Duguay still bristles at the early criticism from folks who condemned the project sight unseen. "Look, we did what we set out to do," the director insists. "You watch this movie and you never forget here's a man who is demonic. He was cunning. He had the intelligence to manipulate his way through. But he was always something really, really sick."
The program, which airs just before the May ratings sweeps, has already been seen by many Jewish groups, including the Anti-Defamation League, which has since lined up in support of the four-hour movie, saying it does portray Hitler in the appropriate monstrous light.
Duguay refused to comment on Gernon's firing. Carlyle says he ignored the politics. "It's not my job, I don't think, to get involved in that," he says. "I was just trying to keep my mind clear to play the part."

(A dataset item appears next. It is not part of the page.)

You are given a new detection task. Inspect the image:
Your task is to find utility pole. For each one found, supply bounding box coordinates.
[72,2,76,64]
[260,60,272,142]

Each day, Carlyle would sit through three hours of makeup, and then stare, transfixed, at his reflection with the infamous mustache. "It was amazing when I'd come out of the makeup trailer, and see the reactions from people on the set or just in the street," he says. "They'd say, 'Oh my God, that's Hitler.' And I'd go, 'Jesus,' because that's when I realized the power of that image."
For reasons he can't explain, Carlyle's been offered the role of the Fuhrer several times before. In fact, he took the CBS role only eight weeks after protests from Jewish activists in the United States squashed a BBC production of a young Hitler. (At the eleventh hour, BBC's partner, Fox, pulled out.)
Carlyle takes a deep drag on a Silk Cut and attempts to fathom why people think he's such a suitable Hitler. "In a way, this role seems almost inevitable because I've been offered to play it so many times," he says with a lopsided grin. "Why me? I'm not sure. Look at me. I don't look like him, and I'm such a quiet guy. I hope it's because they see me as a character actor who can go to these kind of places. I hope it's not because they think I'm fucking crazy, you know?"
For his part, Duguay says Carlyle was the ideal actor to play the crazed leader because "he's got that edge." Carlyle, adds the director, "was not afraid to go into that character. And it takes a lot of guts to be able to, psychologically, put yourself inside that head."
In his 20-year career, Carlyle's done his fair share of bad guys. He was a Bond villain, a disturbed football fan in ITV's Cracker and the head-butting psychopath Begbie in Trainspotting. Hitler, though, represented an entirely new level of evil, and, on a career level, a challenge that Carlyle admits he "perversely kind of enjoyed, I suppose, in the end."
Why? "Because in the end, I felt I had him, if you know what I mean?" says the actor, squinting off into the distance, as smoke from his cigarette curls around his head.
"I never really 100-per-cent had him. I mean how can you figure a guy like this?"
Says Carlyle, "He was lucky he didn't get blown up in the First World War a couple of times. And it was circumstance that Hitler didn't get into art school in Vienna when he applied." Shaking his head, the actor adds, "If he had, the world might have been a very different place."